Kartellverfahren in Brüssel eingeleitet
Der Unterhaltungsriese Paramount hat formell einen Antrag auf kartellrechtliche Freigabe bei der Europäischen Kommission eingereicht. Das Unternehmen möchte Warner Bros. Discovery in einem milliardenschweren Geschäft übernehmen. Die EU-Wettbewerbshüter haben den 7. Juli als vorläufigen Stichtag für ihre Entscheidung festgesetzt. Dieser Schritt markiert den Beginn einer intensiven Phase-1-Prüfung, bei der die Auswirkungen auf den europäischen Markt genauestens analysiert werden. Der Zusammenschluss der beiden historischen Filmstudios könnte die Medienlandschaft dauerhaft verändern.
Prüfung der Marktkonzentration
Die Europäische Kommission bewertet nun, ob die Fusion den fairen Wettbewerb in Europa gefährdet. Experten gehen davon aus, dass der kombinierte Marktanteil von Paramount innerhalb der Europäischen Union zwar unter der kritischen Marke von 20 Prozent bleiben dürfte, dennoch aber eine genaue Prüfung der vertikalen Integration erfordert. Regulierungsbehörden achten besonders darauf, dass die Marktmacht nicht missbraucht wird, um Preise für Streaming-Dienste zu diktieren oder europäische Produzenten zu benachteiligen. Ein zentraler Punkt ist zudem die Frage, wie Paramount den Zugang zu Inhalten für lokale TV-Anbieter und Kinobetreiber gestalten wird.
Finanzierung und ausländische Einflüsse
Ein besonderes Augenmerk der EU-Beamten liegt auf der Finanzierungsstruktur des Deals. Da Paramount bei diesem Vorhaben auf Unterstützung durch Staatsfonds aus dem Nahen Osten setzt, prüfen die Regulierer die Einhaltung der neuen Verordnung über drittstaatliche Subventionen. Ziel ist es sicherzustellen, dass durch diese finanzielle Unterstützung keine Wettbewerbsverzerrungen gegenüber europäischen Medienhäusern entstehen. Analysten betonen, dass Paramount im Zuge des Verfahrens möglicherweise Zugeständnisse machen muss, um Bedenken hinsichtlich der Unabhängigkeit und der Medienvielfalt auszuräumen.

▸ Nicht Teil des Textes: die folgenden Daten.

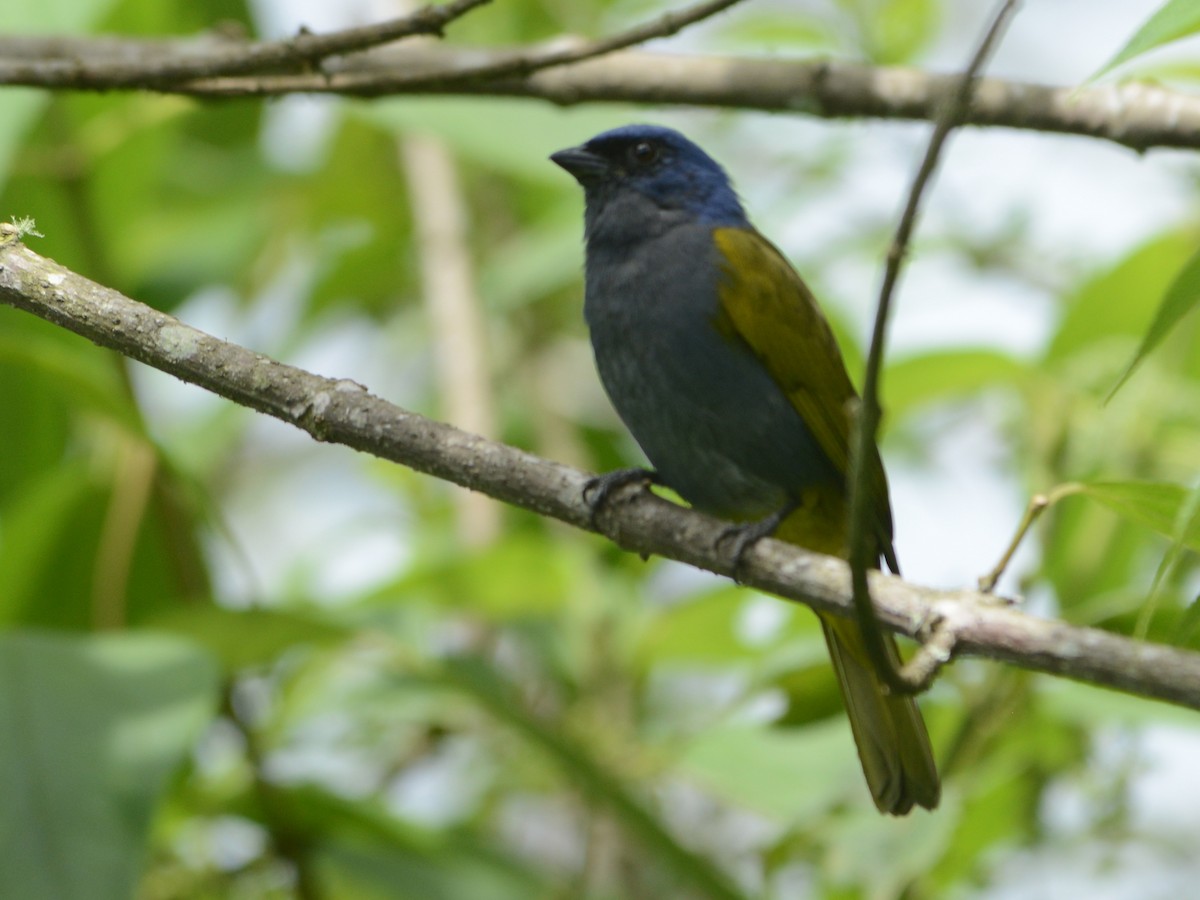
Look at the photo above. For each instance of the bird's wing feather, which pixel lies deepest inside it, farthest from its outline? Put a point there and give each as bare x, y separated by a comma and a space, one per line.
765, 303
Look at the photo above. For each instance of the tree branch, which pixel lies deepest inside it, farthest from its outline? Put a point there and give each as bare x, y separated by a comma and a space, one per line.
863, 545
226, 55
1135, 115
343, 412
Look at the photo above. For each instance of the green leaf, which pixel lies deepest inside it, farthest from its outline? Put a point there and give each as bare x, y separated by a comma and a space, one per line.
941, 375
521, 575
1174, 19
1155, 504
19, 107
791, 774
1119, 301
90, 730
485, 685
1180, 299
246, 637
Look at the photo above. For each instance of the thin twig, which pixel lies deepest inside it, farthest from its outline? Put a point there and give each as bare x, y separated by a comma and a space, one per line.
525, 65
863, 551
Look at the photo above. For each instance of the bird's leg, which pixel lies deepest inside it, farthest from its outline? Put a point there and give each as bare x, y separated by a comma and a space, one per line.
745, 534
598, 490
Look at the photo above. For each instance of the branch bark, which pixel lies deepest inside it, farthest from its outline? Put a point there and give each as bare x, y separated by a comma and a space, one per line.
964, 622
1135, 115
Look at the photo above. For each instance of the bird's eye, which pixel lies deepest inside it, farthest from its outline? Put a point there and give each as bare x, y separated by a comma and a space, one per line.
643, 153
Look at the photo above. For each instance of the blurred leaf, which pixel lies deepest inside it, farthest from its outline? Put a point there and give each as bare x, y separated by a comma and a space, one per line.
90, 730
1180, 299
791, 775
1156, 505
1119, 300
769, 30
486, 687
21, 106
712, 629
1174, 19
364, 851
520, 575
912, 846
901, 29
941, 375
531, 132
42, 521
241, 639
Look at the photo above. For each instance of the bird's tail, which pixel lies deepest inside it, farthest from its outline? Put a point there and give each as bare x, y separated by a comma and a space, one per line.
893, 744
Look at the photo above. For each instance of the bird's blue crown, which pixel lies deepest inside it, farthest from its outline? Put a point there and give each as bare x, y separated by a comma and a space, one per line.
670, 169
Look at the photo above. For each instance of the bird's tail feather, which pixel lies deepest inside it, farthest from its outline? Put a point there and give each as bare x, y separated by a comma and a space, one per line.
893, 744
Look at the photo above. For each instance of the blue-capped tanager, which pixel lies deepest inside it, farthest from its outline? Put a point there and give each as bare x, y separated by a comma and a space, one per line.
718, 359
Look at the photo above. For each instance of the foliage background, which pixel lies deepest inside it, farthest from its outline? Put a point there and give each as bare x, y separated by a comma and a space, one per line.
238, 664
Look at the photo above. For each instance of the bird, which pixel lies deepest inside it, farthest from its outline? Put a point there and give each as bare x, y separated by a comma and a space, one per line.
721, 365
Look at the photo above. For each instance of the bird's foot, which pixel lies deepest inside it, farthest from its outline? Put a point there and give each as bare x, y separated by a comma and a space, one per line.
599, 490
745, 534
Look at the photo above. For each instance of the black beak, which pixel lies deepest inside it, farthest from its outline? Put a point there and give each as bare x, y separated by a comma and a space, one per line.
581, 162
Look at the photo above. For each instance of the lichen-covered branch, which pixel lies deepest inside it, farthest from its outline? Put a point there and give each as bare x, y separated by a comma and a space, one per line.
1135, 115
966, 623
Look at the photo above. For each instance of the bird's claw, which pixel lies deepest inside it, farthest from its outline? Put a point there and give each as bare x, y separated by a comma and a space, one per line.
600, 489
745, 534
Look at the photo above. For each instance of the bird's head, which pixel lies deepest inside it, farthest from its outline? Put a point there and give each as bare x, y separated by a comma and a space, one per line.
658, 163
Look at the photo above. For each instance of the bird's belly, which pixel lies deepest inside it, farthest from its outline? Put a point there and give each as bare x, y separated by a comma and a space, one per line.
708, 415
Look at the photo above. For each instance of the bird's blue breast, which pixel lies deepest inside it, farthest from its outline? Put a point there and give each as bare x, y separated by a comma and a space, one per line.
705, 411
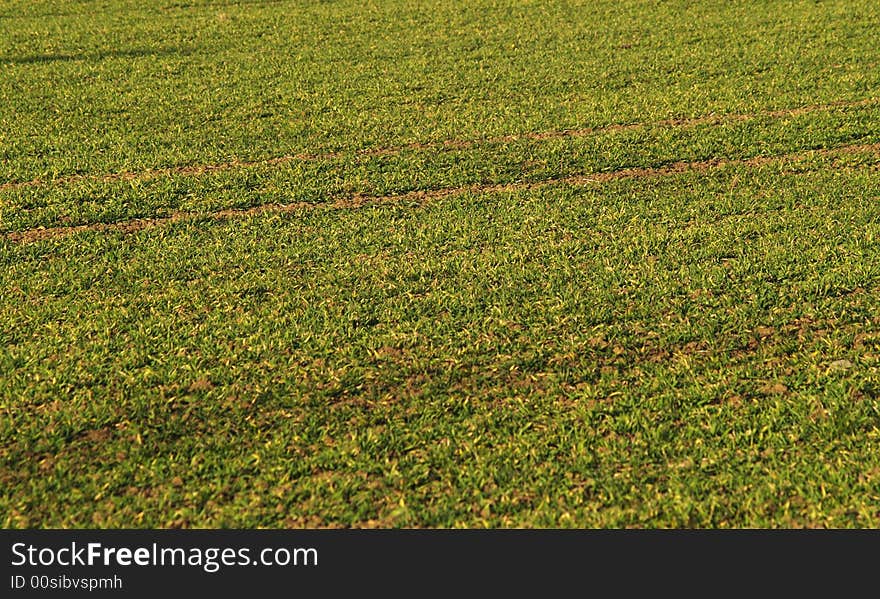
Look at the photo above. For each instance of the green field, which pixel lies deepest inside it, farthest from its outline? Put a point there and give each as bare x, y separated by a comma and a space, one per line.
291, 263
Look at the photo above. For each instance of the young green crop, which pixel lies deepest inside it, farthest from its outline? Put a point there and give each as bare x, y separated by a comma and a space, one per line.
531, 264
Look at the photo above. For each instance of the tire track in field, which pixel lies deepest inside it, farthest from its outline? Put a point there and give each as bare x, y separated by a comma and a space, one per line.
449, 144
421, 196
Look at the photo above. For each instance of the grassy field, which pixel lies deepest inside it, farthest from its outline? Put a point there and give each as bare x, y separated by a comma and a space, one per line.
430, 264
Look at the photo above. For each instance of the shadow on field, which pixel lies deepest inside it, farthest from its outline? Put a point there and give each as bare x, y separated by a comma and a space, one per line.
93, 56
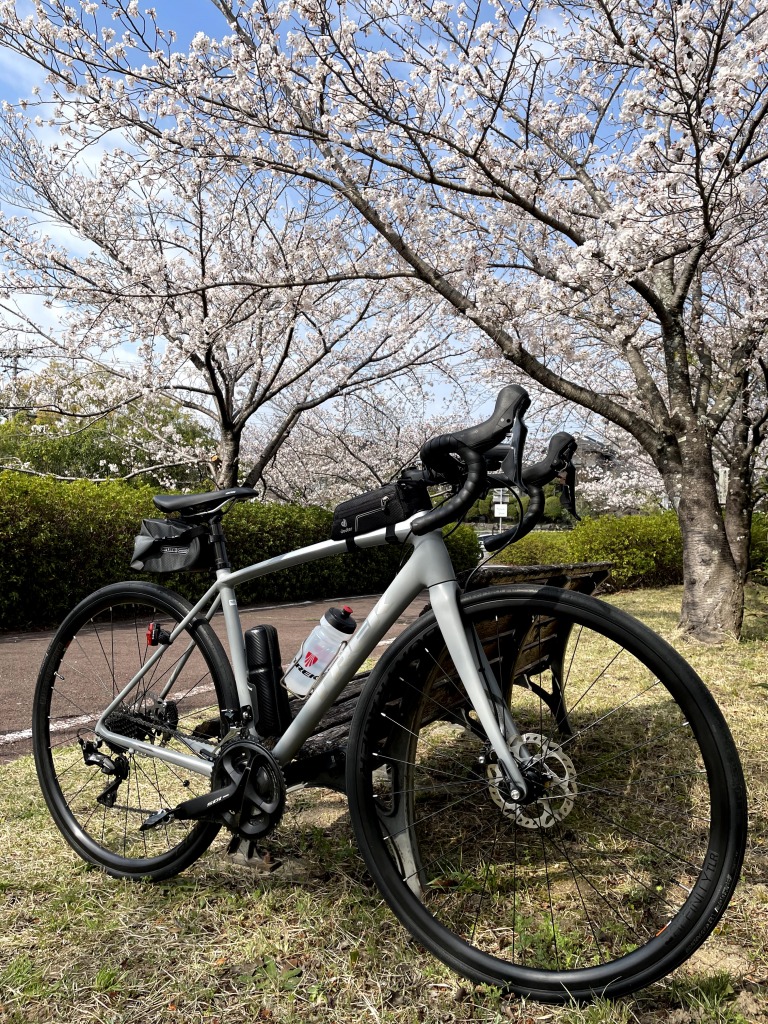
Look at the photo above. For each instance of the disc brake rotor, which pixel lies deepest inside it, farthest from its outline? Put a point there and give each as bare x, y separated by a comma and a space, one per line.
557, 775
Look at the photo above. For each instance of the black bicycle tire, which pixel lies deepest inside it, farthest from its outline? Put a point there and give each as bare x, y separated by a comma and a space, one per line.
717, 880
202, 834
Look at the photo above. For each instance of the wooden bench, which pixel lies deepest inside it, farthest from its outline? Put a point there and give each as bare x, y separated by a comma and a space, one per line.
321, 761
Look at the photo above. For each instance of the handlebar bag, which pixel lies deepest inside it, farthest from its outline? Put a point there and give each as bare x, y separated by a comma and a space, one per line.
383, 507
172, 546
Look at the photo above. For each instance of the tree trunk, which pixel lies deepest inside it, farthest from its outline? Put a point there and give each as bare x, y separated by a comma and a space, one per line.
738, 520
227, 464
714, 589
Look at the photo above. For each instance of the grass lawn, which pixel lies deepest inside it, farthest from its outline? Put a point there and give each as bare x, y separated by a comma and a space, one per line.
312, 940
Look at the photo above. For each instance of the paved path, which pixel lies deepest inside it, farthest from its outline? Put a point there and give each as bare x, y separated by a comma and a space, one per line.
22, 654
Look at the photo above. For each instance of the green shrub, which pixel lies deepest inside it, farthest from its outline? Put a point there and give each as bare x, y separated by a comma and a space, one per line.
59, 542
646, 551
759, 541
544, 547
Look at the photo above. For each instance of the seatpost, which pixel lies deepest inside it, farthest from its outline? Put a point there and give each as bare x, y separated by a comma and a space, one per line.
221, 558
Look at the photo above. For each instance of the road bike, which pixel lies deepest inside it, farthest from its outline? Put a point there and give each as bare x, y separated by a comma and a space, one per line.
542, 788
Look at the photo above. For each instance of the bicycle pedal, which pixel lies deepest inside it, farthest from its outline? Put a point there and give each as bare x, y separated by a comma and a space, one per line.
161, 817
245, 852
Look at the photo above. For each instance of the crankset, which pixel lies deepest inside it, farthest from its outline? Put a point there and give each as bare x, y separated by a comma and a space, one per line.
248, 793
551, 779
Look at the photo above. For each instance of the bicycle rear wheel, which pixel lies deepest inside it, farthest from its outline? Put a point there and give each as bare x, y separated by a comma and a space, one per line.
625, 856
99, 793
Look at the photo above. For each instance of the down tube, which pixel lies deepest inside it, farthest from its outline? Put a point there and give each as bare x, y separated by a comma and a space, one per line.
409, 583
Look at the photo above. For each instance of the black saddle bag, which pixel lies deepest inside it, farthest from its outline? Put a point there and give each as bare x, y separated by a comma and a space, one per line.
383, 507
172, 546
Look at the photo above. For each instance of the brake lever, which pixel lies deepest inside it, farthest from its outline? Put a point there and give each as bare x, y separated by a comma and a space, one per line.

Auswirkungen auf das Streaming-Geschäft
Die Fusion zielt primär auf die Stärkung der Streaming-Position gegen globale Konkurrenten wie Netflix oder Amazon ab. Paramount verspricht, sein Portfolio durch die Integration von Max und anderen Inhalten deutlich auszubauen. Dennoch gibt es erhebliche Kritik von Seiten der Gewerkschaften. Die Sorge vor einem massiven Stellenabbau ist groß, da durch Synergien weltweit rund sechs Milliarden US-Dollar an Kosten eingespart werden sollen. Auch die europäische Medienpolitik beobachtet aufmerksam, ob Paramount die vereinbarten Investitionsquoten für lokale Inhalte einhalten wird.
Bedenken der Kreativwirtschaft
Hunderte Filmschaffende haben bereits gegen die zunehmende Marktkonzentration protestiert. Sie befürchten, dass ein immer kleinerer Kreis an Konzernen die kreative Vielfalt und die Gagen der Künstler einschränkt. Paramount hat in einer Stellungnahme versucht, die Gemüter zu beruhigen. Ein Unternehmenssprecher betonte die Bedeutung der geplanten Investitionen für den langfristigen Erhalt hochwertiger Produktionen. Dennoch bleibt der Druck auf die Brüsseler Behörde hoch, strenge Auflagen zu verhängen, um den Schutz von europäischen Arbeitsplätzen und kulturellen Inhalten zu gewährleisten.